Enterprise bargaining is the only way that workers and their unions can legally seek wage increases. Since the system was first introduced by a federal Labor government in 1993, it has achieved its deliberate, but unstated, aim of lowering aggregate wages and increasing profits.
When Australian Workers Union (AWU) delegates and officials met with BlueScope Steel company representatives to negotiate a new agreement for the workforce at Port Kembla, they received not an offer but an ultimatum: agree to 500 workers being retrenched or the steelworks will be shut down with the loss of 5000 jobs.
As it turned out, this wasn't the only concession that BlueScope demanded. As well as the so-called “restructuring” — read job losses — the company also wanted the workers to agree to a three-year enterprise agreement with no wage increases and the suspension of an existing bonus scheme.
The unions responded with a proposal that both the New South Wales and federal governments mandate that 50% Australian steel be used on all domestic infrastructure projects to soak up surplus capacity. This was rejected.
At a mass meeting held on October 12, the union described the company's proposal as “a filthy rotten package” but urged workers to vote for it or “we'll see you in the dole queue”.
They did, although ABC News described “heated exchanges” and some workers told the reporters they were “selling themselves”.

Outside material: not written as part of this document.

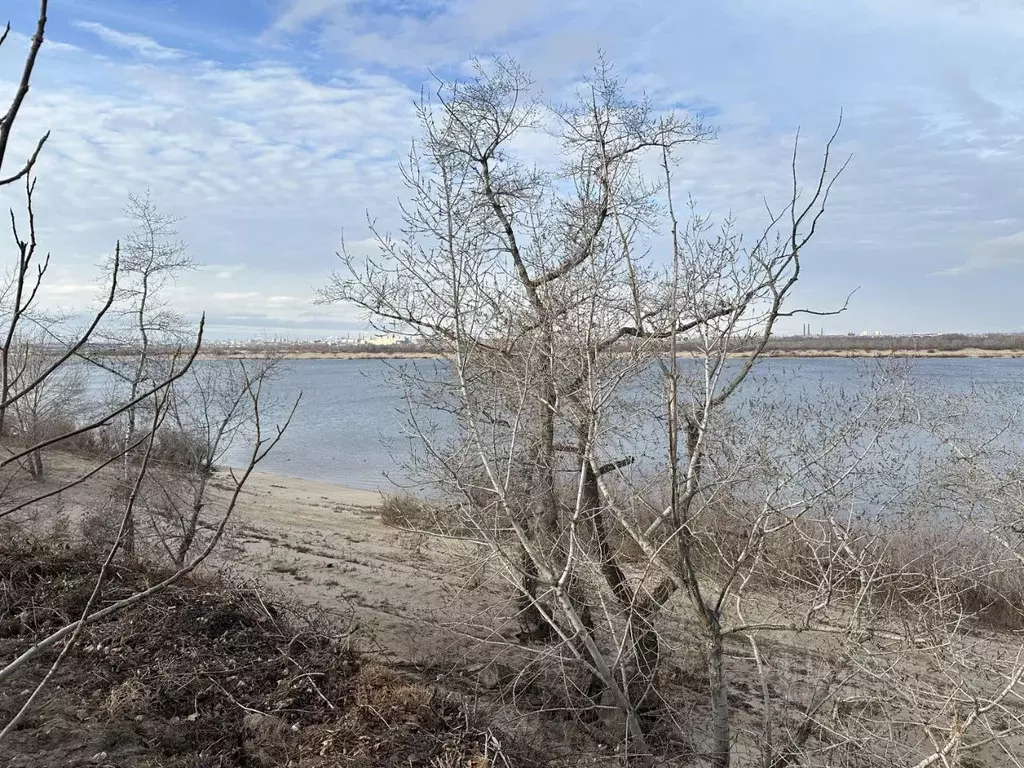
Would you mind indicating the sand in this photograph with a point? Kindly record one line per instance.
(326, 545)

BlueScope Steel has been in deep trouble for some years. In 2009, the company was exporting 50% of its steel production on the back of blast furnace efficiency well above world average.

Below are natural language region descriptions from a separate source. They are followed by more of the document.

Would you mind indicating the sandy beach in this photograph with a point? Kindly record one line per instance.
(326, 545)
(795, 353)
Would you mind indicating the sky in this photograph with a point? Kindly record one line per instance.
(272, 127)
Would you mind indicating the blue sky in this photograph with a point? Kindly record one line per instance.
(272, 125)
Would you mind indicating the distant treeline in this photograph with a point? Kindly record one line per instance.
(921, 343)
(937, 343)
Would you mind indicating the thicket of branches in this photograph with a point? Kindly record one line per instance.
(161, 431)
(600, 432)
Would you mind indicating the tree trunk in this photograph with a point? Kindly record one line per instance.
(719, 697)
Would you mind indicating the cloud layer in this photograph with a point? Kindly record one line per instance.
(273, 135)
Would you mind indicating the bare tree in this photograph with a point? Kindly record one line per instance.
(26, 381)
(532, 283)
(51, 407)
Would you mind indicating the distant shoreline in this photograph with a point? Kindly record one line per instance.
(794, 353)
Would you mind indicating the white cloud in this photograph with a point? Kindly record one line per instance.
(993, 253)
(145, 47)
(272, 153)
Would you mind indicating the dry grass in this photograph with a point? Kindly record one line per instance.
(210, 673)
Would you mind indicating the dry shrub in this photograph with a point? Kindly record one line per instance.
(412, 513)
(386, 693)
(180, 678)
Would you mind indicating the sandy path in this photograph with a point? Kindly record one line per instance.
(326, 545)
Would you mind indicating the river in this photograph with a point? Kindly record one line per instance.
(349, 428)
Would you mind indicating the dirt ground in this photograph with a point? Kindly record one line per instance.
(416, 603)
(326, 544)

But in 2011, it closed its No. 6 blast furnace and retreated from the export market, cutting 1000 jobs.
One obvious aspect of the difficulty that the company and its workers find themselves in is competition from China. As the Chinese economy contracts from its always unsustainable high growth rates, it is exporting more of the steel it produces. These exports are estimated to top 100 million tonnes this year.
BlueScope's total raw steel output capacity from Port Kembla is 2.6 million tonnes a year, of which about 500,000 tonnes is surplus to its present domestic market sales. This surplus loses about $100 million a year when it is exported onto a glutted global market. The company's solution to this is to cut $200 million in its annual costs.
Although the AWU vote represents only $60 million of this, BlueScope's chief executive Paul O'Malley welcomed the outcome.
He is reported as saying: “If it had been a no vote, it would have been 5000 jobs gone. So the yes vote today saves 4500 jobs and gives us a lot of confidence we can get the $200 million.”
Some of this is expected to come from the NSW state government. BlueScope wants the government to relieve it of the burden of paying $28 million in payroll tax and another $5 million in compliance costs associated with the Environmental Protection Agency and Work Cover.
But the other important aspect is that BlueScope's former parent company, BHP Billiton, has elected to demerge BlueScope at the same time as China became a serious competitive threat.
The steelworks would have been much better positioned to meet international competition as part of an integrated company producing iron ore and coking coal for steelmaking than as a stand-alone steelmaker.
Now, according to O'Malley, the biggest concern facing the company is the prospect of carbon taxes. The inference is that the company has a right to profit from its pollution rather than pay to abate it, and the Illawarra community should be thankful for their polluted skies because jobs depend on it.
Solving the pollution problem is another opportunity squandered. In 2009, secretary of the South Coast Labour Council Arthur Rorris initiated a research project that proposed an action plan for creating green jobs in the region.
Although the blueprint was largely ignored, one of the proposals discussed was the construction of a cogeneration power plant at the steelworks which could create an estimated 2000 jobs over a three-year construction phase.
It would have abated up to 1 million tonnes of greenhouse gas emissions a year that would otherwise have resulted from coalfired power generation — the largest carbon abatement project in the country.
It never happened because BlueScope said it couldn't afford the $1 billion price tag, and neither the federal nor the state government were prepared to examine how the costs could be ameliorated.
It could and still can be funded from the estimated $7 billion a year in taxes avoided by companies — including BHP Billiton — through the use of marketing hubs in Singapore.
But this seems as unlikely as O'Malley's contention that the steel cycle will turn sometime soon and leave the company well positioned to profit from the upturn.